ARAG betoogt dat de heen- en terugreis één geheel vormen. De vluchten moeten als één boeking worden beschouwd, zodat tot terugbetaling van de ticketprijs moet worden overgegaan. Dit betoog slaagt niet omdat uit het arrest van het Hof van 10 juli 2008 (Emirates Airlines / Schenkel, C-173/07) volgt dat de heen- en terugvlucht afzonderlijk van elkaar moeten worden gezien, ook als deze deel uitmaken van één boeking.
4.4.
De conclusie is dat de Verordening niet van toepassing is op de terugvlucht, zodat de vordering ten aanzien van restitutie van de ticketprijs voor deze vlucht, voor zover gebaseerd op de Verordening, hoe dan ook niet kan slagen. Ten aanzien van de heenvlucht geldt het volgende.
De heenvlucht
4.5.
De vervoerder heeft gemotiveerd betwist dat hij de heenvlucht heeft geannuleerd. Het enige bewijs dat ARAG hiervoor heeft overgelegd, is de mededeling van D-Reizen van 4 september 2020 aan de passagiers dat het traject Amsterdam – Jakarta is ‘gewijzigd’. Hierbij is de passagiers de mogelijkheid geboden om een voucher of een refund aan te vragen.
4.6.
Het is aan ARAG om te stellen en te bewijzen dat sprake is van een annulering in de zin van de Verordening. De overgelegde mededeling van D-Reizen is daartoe onvoldoende. Het had op de weg van ARAG gelegen om, bijvoorbeeld, een annuleringsbericht, over te leggen. ARAG heeft geen enkele concrete toelichting gegeven omtrent de gang van zaken omtrent de annulering van de heenvluchten. Gelet hierop heeft ARAG, tegenover de gemotiveerde betwisting van de vervoerder, onvoldoende onderbouwd dat aan de vereisten voor toepasselijkheid van de Verordening is voldaan. De vordering strandt hierop.

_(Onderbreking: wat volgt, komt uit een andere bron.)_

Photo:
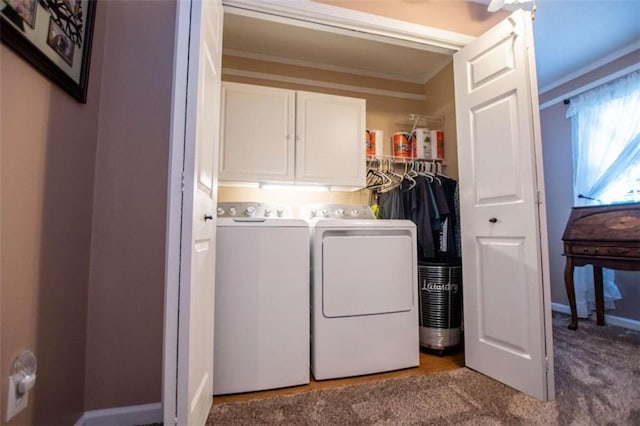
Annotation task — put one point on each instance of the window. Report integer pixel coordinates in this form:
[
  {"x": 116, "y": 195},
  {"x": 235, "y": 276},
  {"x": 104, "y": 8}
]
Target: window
[{"x": 606, "y": 142}]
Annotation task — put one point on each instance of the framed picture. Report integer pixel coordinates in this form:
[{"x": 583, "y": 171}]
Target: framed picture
[{"x": 54, "y": 36}]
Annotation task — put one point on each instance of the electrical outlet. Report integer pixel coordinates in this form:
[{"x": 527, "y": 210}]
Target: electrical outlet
[{"x": 15, "y": 402}]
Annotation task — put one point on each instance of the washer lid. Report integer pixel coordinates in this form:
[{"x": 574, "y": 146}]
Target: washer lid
[
  {"x": 362, "y": 223},
  {"x": 257, "y": 222}
]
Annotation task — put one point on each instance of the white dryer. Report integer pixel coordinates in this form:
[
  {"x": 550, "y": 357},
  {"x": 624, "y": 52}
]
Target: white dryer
[
  {"x": 364, "y": 292},
  {"x": 261, "y": 331}
]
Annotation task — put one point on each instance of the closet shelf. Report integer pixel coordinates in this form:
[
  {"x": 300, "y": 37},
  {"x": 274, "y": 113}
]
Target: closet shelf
[
  {"x": 420, "y": 120},
  {"x": 404, "y": 160}
]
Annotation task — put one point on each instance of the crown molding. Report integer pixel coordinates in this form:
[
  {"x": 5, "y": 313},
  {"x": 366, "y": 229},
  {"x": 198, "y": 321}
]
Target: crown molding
[
  {"x": 323, "y": 84},
  {"x": 340, "y": 20},
  {"x": 323, "y": 66}
]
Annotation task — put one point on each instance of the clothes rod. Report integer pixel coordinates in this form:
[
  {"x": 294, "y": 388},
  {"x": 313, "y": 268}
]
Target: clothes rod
[{"x": 403, "y": 159}]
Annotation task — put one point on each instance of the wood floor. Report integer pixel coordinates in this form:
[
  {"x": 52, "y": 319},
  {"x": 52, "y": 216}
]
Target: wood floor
[{"x": 428, "y": 364}]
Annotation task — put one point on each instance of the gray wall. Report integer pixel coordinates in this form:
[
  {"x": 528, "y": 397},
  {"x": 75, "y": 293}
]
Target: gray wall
[{"x": 558, "y": 172}]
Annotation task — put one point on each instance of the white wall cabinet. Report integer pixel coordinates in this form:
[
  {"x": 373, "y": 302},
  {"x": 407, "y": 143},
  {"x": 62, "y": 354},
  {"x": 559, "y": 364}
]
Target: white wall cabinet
[
  {"x": 286, "y": 136},
  {"x": 257, "y": 134}
]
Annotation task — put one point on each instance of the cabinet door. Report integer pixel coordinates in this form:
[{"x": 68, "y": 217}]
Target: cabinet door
[
  {"x": 330, "y": 140},
  {"x": 257, "y": 127}
]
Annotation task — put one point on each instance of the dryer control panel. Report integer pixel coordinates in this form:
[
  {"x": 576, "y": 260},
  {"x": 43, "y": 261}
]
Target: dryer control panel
[
  {"x": 252, "y": 209},
  {"x": 337, "y": 211}
]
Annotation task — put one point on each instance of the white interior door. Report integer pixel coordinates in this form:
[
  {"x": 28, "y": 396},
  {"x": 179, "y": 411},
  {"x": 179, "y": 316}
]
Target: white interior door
[
  {"x": 507, "y": 311},
  {"x": 189, "y": 314}
]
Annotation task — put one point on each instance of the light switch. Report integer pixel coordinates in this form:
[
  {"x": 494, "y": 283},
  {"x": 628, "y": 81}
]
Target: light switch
[
  {"x": 21, "y": 381},
  {"x": 15, "y": 402}
]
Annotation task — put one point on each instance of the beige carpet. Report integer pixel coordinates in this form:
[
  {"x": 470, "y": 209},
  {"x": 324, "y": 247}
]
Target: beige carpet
[{"x": 597, "y": 382}]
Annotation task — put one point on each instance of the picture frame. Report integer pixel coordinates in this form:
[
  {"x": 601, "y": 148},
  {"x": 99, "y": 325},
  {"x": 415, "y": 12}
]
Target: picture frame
[{"x": 54, "y": 36}]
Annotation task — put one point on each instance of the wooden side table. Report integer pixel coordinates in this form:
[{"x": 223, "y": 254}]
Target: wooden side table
[{"x": 605, "y": 237}]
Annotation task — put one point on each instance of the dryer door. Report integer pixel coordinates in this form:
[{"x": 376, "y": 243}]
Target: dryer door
[{"x": 368, "y": 272}]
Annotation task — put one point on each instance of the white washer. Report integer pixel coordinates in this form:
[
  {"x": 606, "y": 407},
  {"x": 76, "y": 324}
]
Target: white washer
[
  {"x": 261, "y": 336},
  {"x": 364, "y": 297}
]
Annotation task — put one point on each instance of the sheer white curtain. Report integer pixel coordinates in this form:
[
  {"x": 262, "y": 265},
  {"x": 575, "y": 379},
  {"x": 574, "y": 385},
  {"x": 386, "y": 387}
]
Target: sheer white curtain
[{"x": 606, "y": 152}]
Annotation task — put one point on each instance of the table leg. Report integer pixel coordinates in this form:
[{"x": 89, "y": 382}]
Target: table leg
[
  {"x": 599, "y": 290},
  {"x": 571, "y": 294}
]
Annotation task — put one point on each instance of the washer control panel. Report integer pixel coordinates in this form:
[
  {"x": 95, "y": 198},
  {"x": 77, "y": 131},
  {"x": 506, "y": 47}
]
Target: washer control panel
[
  {"x": 254, "y": 210},
  {"x": 337, "y": 211}
]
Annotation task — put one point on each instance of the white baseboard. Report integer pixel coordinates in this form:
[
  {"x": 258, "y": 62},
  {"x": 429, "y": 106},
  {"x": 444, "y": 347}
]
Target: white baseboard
[
  {"x": 123, "y": 416},
  {"x": 629, "y": 323}
]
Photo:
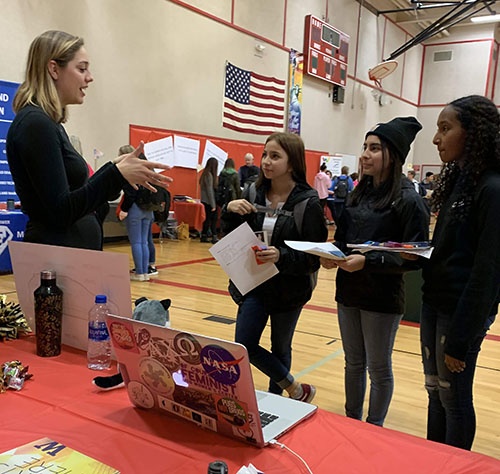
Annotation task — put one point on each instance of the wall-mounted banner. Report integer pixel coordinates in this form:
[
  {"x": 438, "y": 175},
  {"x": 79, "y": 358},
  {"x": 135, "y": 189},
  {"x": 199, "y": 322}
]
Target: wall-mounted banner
[
  {"x": 7, "y": 92},
  {"x": 296, "y": 73}
]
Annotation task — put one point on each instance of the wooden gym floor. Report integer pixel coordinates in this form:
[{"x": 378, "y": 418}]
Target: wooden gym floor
[{"x": 197, "y": 286}]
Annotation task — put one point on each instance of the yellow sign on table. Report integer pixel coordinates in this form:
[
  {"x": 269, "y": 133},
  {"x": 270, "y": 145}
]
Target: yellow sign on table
[{"x": 50, "y": 456}]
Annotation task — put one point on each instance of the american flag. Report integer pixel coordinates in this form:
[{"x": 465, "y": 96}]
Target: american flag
[{"x": 253, "y": 103}]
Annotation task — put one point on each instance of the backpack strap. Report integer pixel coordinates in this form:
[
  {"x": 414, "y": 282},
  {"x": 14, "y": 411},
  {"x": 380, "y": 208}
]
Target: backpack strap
[
  {"x": 252, "y": 193},
  {"x": 298, "y": 214}
]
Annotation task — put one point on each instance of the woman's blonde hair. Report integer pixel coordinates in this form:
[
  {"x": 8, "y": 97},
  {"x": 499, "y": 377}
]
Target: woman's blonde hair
[{"x": 38, "y": 87}]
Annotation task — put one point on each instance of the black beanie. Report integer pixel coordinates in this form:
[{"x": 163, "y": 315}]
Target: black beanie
[{"x": 399, "y": 132}]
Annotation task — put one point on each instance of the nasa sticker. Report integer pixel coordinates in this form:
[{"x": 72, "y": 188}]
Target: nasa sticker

Ontbinding op grond van artikel 6:265 BW
4.7.
ARAG voert subsidiair nog aan dat de vervoerder is tekortgeschoten in de nakoming van zijn verbintenis uit hoofde van een vervoersovereenkomst tussen de passagiers en de vervoerder, hetgeen de ontbinding van die overeenkomst rechtvaardigt. Ook deze grondslag kan niet slagen omdat, zoals hierboven is overwogen, de annulering door de vervoerder niet is komen vast te staan. Daarmee is de gestelde tekortkoming evenmin komen vast te staan.
4.8.
De proceskosten komen voor rekening van ARAG, omdat deze in het ongelijk wordt gesteld. Ook de nakosten kunnen worden toegewezen, voor zover deze kosten daadwerkelijk door de vervoerder worden gemaakt, te vermeerderen, indien betekening van het vonnis heeft plaatsgevonden, met de explootkosten van betekening van het vonnis.

5.De beslissing

De kantonrechter:
5.1.
wijst de vordering af;
5.2.
veroordeelt ARAG tot betaling van de proceskosten, die tot en met vandaag voor de vervoerder worden vastgesteld op een bedrag van € 408,00 aan salaris van de gemachtigde van de vervoerder
en veroordeelt ARAG tot betaling van € 102,00 aan nakosten voor zover deze kosten daadwerkelijk door de vervoerder worden gemaakt
,te vermeerderen, indien betekening van het vonnis heeft plaatsgevonden, met de explootkosten van betekening van het vonnis;
5.3.
verklaart dit vonnis – voor wat betreft de proceskostenveroordeling – uitvoerbaar bij voorraad.
Dit vonnis is gewezen door mr. J.J. Dijk, kantonrechter, en is uitgesproken op de openbare terechtzitting van bovengenoemde datum in aanwezigheid van de griffier.